The Turing test is one of the first attempts by man to measure the artificial intelligence of a computer. It was conceived by Alan Turing in 1950. The test is similar to a game even if its applications are very serious.
What is the Turing test?
The main purpose of the test is to determine if a machine can be called intelligent or not. It is one of the main tests of artificial intelligence ( Artificial Intelligence or A.I. )
How the Turing test works
In the original version of Alan Turing it is divided into two different phases.
The first phase of the test
In the first session three people participate: a man, a woman and an interviewer. The three people are in separate rooms and communicate with each other via a teletype.
The interviewer sends written questions to the other two people. He does not see them, therefore, he does not know if he is talking to a woman or a man.
The purpose of the questions is to understand which interlocutor is the man and which interlocutor is the woman.
Example. A typical question may be "do you have long or short hair?", "Wear a skirt or pants?".

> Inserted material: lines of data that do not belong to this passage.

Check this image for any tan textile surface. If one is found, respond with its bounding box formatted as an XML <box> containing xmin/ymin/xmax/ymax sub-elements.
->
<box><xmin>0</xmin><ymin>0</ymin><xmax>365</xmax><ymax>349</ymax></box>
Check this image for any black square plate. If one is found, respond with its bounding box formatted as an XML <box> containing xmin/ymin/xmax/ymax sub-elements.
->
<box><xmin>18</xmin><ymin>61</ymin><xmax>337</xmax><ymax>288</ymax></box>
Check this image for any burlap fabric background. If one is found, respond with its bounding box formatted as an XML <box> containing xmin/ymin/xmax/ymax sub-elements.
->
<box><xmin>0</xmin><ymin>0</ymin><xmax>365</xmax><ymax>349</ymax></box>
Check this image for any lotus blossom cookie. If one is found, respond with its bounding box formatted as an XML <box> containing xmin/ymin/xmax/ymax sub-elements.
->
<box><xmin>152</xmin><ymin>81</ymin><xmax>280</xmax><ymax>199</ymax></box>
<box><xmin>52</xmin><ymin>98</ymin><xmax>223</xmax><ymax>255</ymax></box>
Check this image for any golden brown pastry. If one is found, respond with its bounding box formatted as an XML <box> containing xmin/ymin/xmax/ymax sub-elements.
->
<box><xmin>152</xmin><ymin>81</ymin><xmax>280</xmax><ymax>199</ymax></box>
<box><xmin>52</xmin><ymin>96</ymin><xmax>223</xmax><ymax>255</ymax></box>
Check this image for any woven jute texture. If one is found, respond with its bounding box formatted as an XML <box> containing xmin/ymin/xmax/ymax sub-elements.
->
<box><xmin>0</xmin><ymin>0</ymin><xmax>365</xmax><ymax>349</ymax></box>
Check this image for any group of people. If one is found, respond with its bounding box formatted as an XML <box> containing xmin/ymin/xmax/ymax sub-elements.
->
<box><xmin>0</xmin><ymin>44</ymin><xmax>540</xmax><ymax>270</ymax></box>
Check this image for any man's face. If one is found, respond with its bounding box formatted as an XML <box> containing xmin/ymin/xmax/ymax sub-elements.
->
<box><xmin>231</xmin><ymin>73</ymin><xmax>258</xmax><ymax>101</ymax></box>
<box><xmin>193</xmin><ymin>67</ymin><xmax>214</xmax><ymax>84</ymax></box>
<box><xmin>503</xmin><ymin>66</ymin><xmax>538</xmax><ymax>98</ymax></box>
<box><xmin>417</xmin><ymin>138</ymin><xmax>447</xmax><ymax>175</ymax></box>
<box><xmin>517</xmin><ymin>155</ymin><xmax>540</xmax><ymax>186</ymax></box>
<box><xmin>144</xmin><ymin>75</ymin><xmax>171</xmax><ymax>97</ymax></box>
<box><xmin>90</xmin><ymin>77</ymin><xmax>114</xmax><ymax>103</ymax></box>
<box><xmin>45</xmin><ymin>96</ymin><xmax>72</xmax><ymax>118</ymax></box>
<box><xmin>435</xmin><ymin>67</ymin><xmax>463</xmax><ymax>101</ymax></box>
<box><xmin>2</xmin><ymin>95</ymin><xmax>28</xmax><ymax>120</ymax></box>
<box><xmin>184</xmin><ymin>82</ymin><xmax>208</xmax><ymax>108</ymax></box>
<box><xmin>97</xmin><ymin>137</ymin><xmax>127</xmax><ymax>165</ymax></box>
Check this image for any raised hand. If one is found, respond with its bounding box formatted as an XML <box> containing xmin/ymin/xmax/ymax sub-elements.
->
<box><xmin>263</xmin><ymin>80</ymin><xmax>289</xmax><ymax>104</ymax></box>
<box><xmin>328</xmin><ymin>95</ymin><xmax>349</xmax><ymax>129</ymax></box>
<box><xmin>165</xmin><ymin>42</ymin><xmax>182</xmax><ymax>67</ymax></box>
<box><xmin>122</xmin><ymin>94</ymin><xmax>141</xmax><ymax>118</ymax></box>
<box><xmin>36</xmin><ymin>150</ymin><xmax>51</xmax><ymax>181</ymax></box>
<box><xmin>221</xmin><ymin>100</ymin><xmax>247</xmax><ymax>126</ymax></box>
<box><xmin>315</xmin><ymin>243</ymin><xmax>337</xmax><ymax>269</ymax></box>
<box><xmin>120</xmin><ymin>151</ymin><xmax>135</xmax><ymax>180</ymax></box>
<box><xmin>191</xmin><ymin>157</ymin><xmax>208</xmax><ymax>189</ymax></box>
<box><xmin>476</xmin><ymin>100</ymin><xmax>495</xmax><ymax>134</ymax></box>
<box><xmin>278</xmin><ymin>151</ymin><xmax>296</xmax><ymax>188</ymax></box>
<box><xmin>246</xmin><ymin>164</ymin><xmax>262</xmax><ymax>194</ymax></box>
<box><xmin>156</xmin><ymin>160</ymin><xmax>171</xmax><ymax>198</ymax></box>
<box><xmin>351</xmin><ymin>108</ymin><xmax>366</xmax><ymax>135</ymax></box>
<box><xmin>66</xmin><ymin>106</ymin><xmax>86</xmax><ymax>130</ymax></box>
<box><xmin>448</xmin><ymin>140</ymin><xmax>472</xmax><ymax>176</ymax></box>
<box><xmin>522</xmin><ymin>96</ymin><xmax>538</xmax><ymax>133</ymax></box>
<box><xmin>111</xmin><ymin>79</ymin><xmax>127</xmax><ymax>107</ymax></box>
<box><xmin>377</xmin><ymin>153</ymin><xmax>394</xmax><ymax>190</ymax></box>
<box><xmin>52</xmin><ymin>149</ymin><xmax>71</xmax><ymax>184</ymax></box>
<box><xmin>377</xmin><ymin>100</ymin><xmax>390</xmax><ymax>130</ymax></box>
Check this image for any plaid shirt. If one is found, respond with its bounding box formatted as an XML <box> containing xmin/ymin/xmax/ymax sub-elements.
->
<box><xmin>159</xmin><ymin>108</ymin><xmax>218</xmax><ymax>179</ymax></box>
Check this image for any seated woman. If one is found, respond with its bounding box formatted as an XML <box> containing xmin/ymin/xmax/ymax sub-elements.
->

Participants in the game receive the question and respond to the interviewer in writing, using the teleprinter.
The game seems to be very simple and the problem of quick solution. In reality it is not so because the participants in the game can also lie.
The two participants have different purposes.
- A participant is sincere. The first participant has the goal of facilitating identification by the interviewer, so he is sincere in his answers.
- A participant lies. The second participant, on the other hand, has the goal of making the interviewer's identification wrong, and therefore provides untruthful answers.
The interviewer does not know who is lying and who is sincere. He must be able to understand it for himself. At the end of the game the interviewer must decide who of the two participants is the man and the woman.
Repeating the game N times, the interviewer mistakes the sex of the participants for X times. Its error rate is X / N.
Example. After 100 reiterations of the game, the interviewer is wrong 25 times the sex of the two participants. Its failure rate X / N is 0.25 or 25%.
The second phase of the test
In the second phase of the test we replace one of the two participants with a computer. Now the interviewer must understand whether to answer is a man or a machine.
The process is always the same. The interviewer formulates questions to the participants via teletype and can not see them. He does not know if he's talking to two people or if one of them is a computer.
At the end of the game the interviewer must identify the participants based solely on their written answers.
The game repeats N times and the interviewer is wrong for Z times, obtaining a percentage error rate equal to Z / N.
Example. Over 100 reiterations of the game, 10 times the interviewer confuses the machine for a human. Its failure rate Z / N is equal to 0.10 or 10%.
When is the Turing Test passed?
If the percentage of error in the game in which the machine participates is similar or inferior to that of the game to identify the man and the woman, then the Turing Test is passed and the machine can be called intelligent.
Loebner Award. In 1991, Hugh Loebner launched a contest giving away a prize of one hundred thousand dollars to the first developer who is able to pass the Turing Test.
The simplified version of Turing test
There are different versions of the Turing Test. In the simplest one, the human interviewer communicates via teletype with another subject placed in another room. It could be a person or a computer. The machine must convince the interviewer that it's a human.
This simplified version of Turing test is the best known to the general public and the mass media, but it is also the least effective.
In the history of computer science, very simple and non-intelligent programs have been created, able to deceive a person into a realistic conversation, for a few minutes, but through tricks. These machines can not be called sentient.
Note. One of the first "non-intelligent" software to deceive man was the Eliza program, developed in 1965 by Joseph Weizenbaum. In the following decades many other similar software were developed, up to modern chatbots. These programs develop realistic but senseless dialogues.